It’s 3.15 pm on the first Tuesday in November 2024.
‘I’ve just missed the Melbourne Cup’ … I think, arising from an early afternoon siesta… Sleepily walking to the kitchen to make a coffee, I find myself reflecting on times when ‘the Melbourne Cup’ was an event, rather than as currently, a non-event, in my life…
It’s the early 1960’s, and I’m in mid-teens, studying at Malvern Girls Secondary School. I often stay with my grandparents, who live a short #3 tram ride away along Balaclava Road. My grandfather, Jack Devitt’s, hobby is intensively study of the form guide of the Melbourne ‘Sun’, with many hours spent perusing it and listening to the races on the brown, Bakelite radio, in the dining room. Genetically linked to a family of horse-trainers and jockeys, it is a family story that ‘racing is in his blood’. He encourages me to follow Galilee – he has great respect for trainer Bart Cummings who employs his cousin’s son Johnny Miller to ride Galilee. An occasion when I placed a bet and won!
My grandfather’s gambling is the only bone of contention between my grandparents. I notice that he diplomatically waits for my grandmother to leave for croquet at Caulfield Park before catching the next tram along Balaclava Road to the Caulfield Racecourse. I also notice he is at home before she returns! My brother tells a wonderful story of visiting our grandfather in hospital not long before he died, and Poppa quietly whispering in his ear to “keep an eye on Galilee” in the Melbourne Cup.
Fast forward to 1982. I’m teaching at Kamloops Senior High School, British Columbia, on teacher exchange. It’s nearing November, I’ll soon be returning to Australia, when I have a brain wave. I’ll have a Melbourne Cup party. Canadians have a way of observing all sorts of occasions, often surprising me when going to the supermarket at checkout operators dressed in a costume to mark yet another occasion – St Patrick’s Day, Halloween, all sorts of days. Keen to repay generous hospitality I’ve received it dawns on me that having a Melbourne Cup celebration on Cup Day could be “just the thing”. I send out invitations, explain the dress code, contact friends in Australia for the entries, jockeys and odds. Buying Australian themed prizes and putting the horse’s names in a hat, I invite guests to choose a horse as they arrive. At 3pm Australian Eastern Standard Time, the phone rings. With a microphone trained at our end of the line, the excitement and escalating cadence of the call transmits to the room. It becomes clear who has won, prizes are distributed, the champagne flows!
A few years later I find myself teaching Year 11 and 12 Economics at Flemington High School, on the grounds of the Flemington Racecourse. A wonderfully diverse school, some of the students and their parents are attached to the racing industry. Instead of arriving tired in the mornings because they’d been ‘up milking’ before school (as I’d experienced in country schools), students arrive tired as they have jobs of various sorts at the Racecourse and rise before dawn.

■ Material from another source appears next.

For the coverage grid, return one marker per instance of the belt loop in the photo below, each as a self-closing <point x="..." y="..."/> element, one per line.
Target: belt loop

I teach Year 12 Economics at Flemington High from 1986 to 1989. The lead up to Melbourne cup provided an ideal time for their end of school ‘graduation’ event each year centred around ‘Breakfast with the Stars’, a champagne breakfast enjoyed by people in the racing fraternity keen to see the Melbourne Cup field in their final track work before the big race. The students dress for the occasion, a ‘graduation’ of sorts, the girls wear specially bought or made dresses, with fascinator hats, the boys’ suits. We gathered in the dark at a gap in the fence between the school and the racetrack, passing carefully through it towards a rather mystical experience in which elegant horses pass by as they move towards the track, then thunder past with petite riders, wearing colours allowed for this celebratory practice, skilfully guiding themI Happy Days!
For various reasons my interest in racing wanes completely, although, two decades later, in 2011 while doing family history, I joyously came to know members of my grandfather’s Miller clan who also have a link to Johnny Miller and the story of ‘Galilee’.
A poem my mother wrote about her sister Joyce, a milliner in Caulfield during the 1930’s and 40’s, reminds me again of my family’s links to the Melbourne Cup….
‘Joy Devitt’ for hats…
Kooyong Road, North Caulfield around 1939-1942
My sister Joyce is a milliner
Her talents beyond dispute
Her hats are quite fantastic
All ages she can suit.
She started in a workroom
That’s where she learnt her trade
Then opened her own business
Her fortune to be made.
Her hats were always special
She really had a flare
They were the latest fashion and
Were easy styles to wear.
She gave up many years ago
Now only does a few
May be just for the family, or
when Melbourne Cup is due!
Paula Lee nee Devitt, aged 97.5, October 2010
Oh…. back to the here and now …. I wonder which horse won this year’s Melbourne Cup? …
It seems that ‘Knight’s Choice has won by a nose in a photo finish’!